Journey to the Center of New Zealand Part 2

Journey to the Center of New Zealand

Part 2: A latte with a side of water bazooka


After the bug museum we head off to eat.

[ASIDE] I forgot to mention that entry to the bug museum was free for Kael because he was a Nelson native... and free for me because I was accompanied by a Nelson native.

“Let's go to the kitchen,” suggests Kael.

“We're already in town,” I explain. “The kitchen is back home...” I gesture with my thumb over my shoulder, “through winding roads, over mountains... past llamas.”

“No,” he says, “The kitchen... THE KITCHEN. Connor said it was good.

“Where is the kitchen?” I ask Google, confident it would tell me “next to the dining room.”

I was wrong. It gave me an address and a little map... so off we went. Not far from where Alistair, Kael's dad who I'm probably spelling wrong... has his downhill bike office.

I could see why Connor (Kael's older brother) recommended it. Plenty of vegan choices for the vegan siblings... Tolerent Kael didn't flinch when I had something nice with salmon in it. I ordered a ginger beer and Kael wanted some fruit thing.

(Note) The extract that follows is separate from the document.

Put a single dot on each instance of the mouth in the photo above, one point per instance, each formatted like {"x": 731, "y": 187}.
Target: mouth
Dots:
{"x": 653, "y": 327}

STOP: Let me explain the system in New Zealand... It's similar to a few places in the US... and the same as MosBurger in Japan. You go to the counter, and order your food. Then you pay and get a number at the end of a metal pole that looks like a giant old-fashioned bill-spike. You pay for the meal and take the numbered spikey thing to your table. The waiter/ess finds you by your number.


I like to eat/drink outside. Kael was accommodating. We took a seat. Near us was a small cart with two shelves. On the top shelf were dirty dishes, probably just cleaned from the tables. On the second shelf, were two large green water pistols, and a huge water bazooka.


“Can I order a water bazooka on the side... like ketchup or hot sauce?” I asked Kael.

“They're called BLASTERS,” he tells me. “Sure you can.”

“Do kids come home... soaking wet... after going out with their friends... saying Hey Mom, I went out with my friends and got sooooo BLASTERED?” I ask.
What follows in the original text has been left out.